Reviewed by Frank McKone
January 14, 2023

Director - Mitchell Butel
Set & Costume Designer - Ailsa Paterson
Lighting Designer - Nigel Levings
Composer - Alan John
Sound Designer - Andrew Howard
Assistant Director - Rachel Burke

Performed by Justine Clarke

Sydney actor Justine Clarke makes a quite remarkable lower-class London girl into a story-teller, who begins seeming like a stand-up comedian; develops into a wife, a mother dealing with her strong-minded son and daughter, and a woman becoming a creative successful documentary maker; and ends as a tragic survivor whose own story is true for far too many women the world over.

I have a habit of avoiding reading up on plays new to me, and I recommend this especially for Girls and Boys.  I have already told you too much.  I can certainly tell you how well Justine caught the personality and style in the early scenes that I remember personally from my bringing-up in the very Wood Green in London she makes fun of, along with Paris and Rome.  The prejudices as well as the romance of travel (based apparently on Dennis Kelly’s own experiences) are very English, and works very well as comedy for Australians, according to last night’s audience.
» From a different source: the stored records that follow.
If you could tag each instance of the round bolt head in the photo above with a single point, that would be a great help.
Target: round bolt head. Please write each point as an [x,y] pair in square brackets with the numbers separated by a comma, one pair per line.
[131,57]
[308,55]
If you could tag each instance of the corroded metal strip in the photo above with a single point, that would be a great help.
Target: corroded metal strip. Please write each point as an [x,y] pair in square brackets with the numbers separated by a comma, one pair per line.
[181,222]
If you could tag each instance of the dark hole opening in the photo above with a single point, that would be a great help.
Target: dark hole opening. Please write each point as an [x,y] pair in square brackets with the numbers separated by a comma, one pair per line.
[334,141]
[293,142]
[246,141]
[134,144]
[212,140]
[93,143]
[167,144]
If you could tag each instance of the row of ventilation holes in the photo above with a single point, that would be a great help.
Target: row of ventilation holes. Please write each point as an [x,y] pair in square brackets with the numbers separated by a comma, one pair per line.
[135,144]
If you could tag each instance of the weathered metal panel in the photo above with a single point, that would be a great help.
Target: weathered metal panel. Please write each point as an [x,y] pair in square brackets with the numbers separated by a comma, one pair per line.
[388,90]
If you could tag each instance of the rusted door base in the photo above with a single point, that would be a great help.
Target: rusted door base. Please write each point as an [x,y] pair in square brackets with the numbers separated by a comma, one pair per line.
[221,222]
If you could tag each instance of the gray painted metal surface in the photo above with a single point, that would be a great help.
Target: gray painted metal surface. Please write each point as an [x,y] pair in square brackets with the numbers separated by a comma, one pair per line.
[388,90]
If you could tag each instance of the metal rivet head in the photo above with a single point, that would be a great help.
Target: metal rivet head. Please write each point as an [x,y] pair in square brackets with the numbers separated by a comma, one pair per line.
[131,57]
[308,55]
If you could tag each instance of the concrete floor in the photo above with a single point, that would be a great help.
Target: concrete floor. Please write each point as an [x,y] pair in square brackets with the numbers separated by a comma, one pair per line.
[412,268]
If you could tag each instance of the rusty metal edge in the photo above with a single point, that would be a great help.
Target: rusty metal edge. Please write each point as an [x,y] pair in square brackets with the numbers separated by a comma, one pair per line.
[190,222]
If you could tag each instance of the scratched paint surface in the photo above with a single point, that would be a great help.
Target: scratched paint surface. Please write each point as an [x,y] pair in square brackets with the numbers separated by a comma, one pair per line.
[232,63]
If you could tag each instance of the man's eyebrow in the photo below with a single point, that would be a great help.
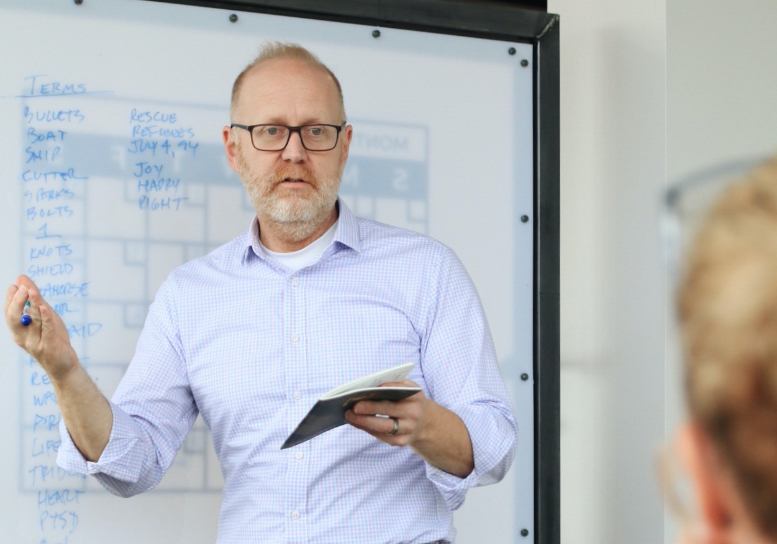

But you may wish to put aside the rest of what I have to say until you have seen the play yourself.  I certainly recommend a trip to Adelaide in August.

___________________________________


Dennis Kelly decided that he would not give his central character a name, intending of course for her to represent all the women who face what she calls – literally – marriage destruction.  In Australia, the play cannot help but remind us of the 2015 Australian of the Year, Rosie Batty, who has taken on such a powerful role in the campaign to prevent family violence since her husband’s murder of their son.

Perhaps Justine Clarke had her example in mind when concluding the play with such a sense of determination that we, these actual ‘girls’ and ‘boys’ in the audience, appreciate the reality that any of us can make assumptions about our close relations that are wrong; that for our own emotional needs we can misinterpret the other’s behaviour.  

In an interview (www.theguardian.com/stage/2018/feb/22/dennis-kelly-interview-girls-and-boys-carey-mulligan-royal-court) shortly before the first production with Carey Mulligan performing, Lyn Gardner reported “There are only two characters in this play: the actor and the audience,” says Kelly. “You risk running the audience out of the play when it gets hard.” The going gets very hard indeed, and anyone who has tickets for the sold-out hit may not want to read any further. As Kelly says: “You can’t talk about the play without giving away what’s going on.” But he thinks we do need to talk about it – and it’s his job to do it.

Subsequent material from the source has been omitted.